Post by: Sam I Am on September 11, 2019, 12:50:51 PM
One....for me they are getting better.

Just recently I had a stint of time where triggers were hitting me hard.  They are much much much better now.

They are better because I took action.  At first I was pushing them down.  Ignoring them.  Running from them! (Sound familiar)

Once I decided to face them, they no longer had as much control over me.  They have lessoned and each time they resurface....I deal with what I have to deal with in the moment and at home later I face it and try to figure out the why did it happen and what am I avoiding to bring it on.  I face it.  I accept it and put it to bed.

It isn't all happening at once.  I have to readdress and each time I do...I find another little piece that is chipped away and dealt with.
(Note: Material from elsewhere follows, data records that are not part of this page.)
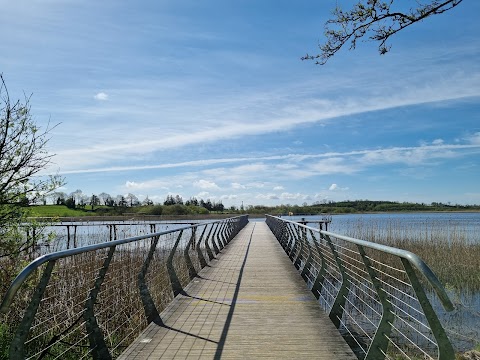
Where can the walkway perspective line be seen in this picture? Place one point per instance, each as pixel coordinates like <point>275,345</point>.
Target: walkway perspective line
<point>249,303</point>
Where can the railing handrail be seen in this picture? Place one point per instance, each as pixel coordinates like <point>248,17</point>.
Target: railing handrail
<point>412,258</point>
<point>35,264</point>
I hope you find what is the best way for you to deal with them and help put them to rest or at least tamp them down so they don't interfere with your life!
Title: Re: Do the triggers ever go away?
Post by: LearningIamOk on September 13, 2019, 06:36:47 AM
The triggers do lessen and abate. I am nearly 9 years into this and I can drive past my xH's office without having a panic attack seeing his name on the sign outside. I no longer try to catch a glimpse of him. I haven't seen him in 3 years. The ONLY thing that still angers me is seeing bumper stickers for the gym where xH met his OW. I still have to quell my desire to go and rip them off the cars. Other than that, I'm feeling much better now.  ;D
Title: Re: Do the triggers ever go away?
Post by: Limboland2018 on September 14, 2019, 04:05:46 AM
I’m looking forward to no triggers - but I think that comes with detachment. Work on detachment and then hopefully the triggers will lessen.

Mlcer video called my daughter and he had one of his friends over who I got along with. He knew about mlcer leaving me for the OW. It really upset me seeing him. I don’t blame him for not telling me but seeing him took me back to the time a few days before mlcer told me he was moving back to our home country and that he definitely wanted a divorce.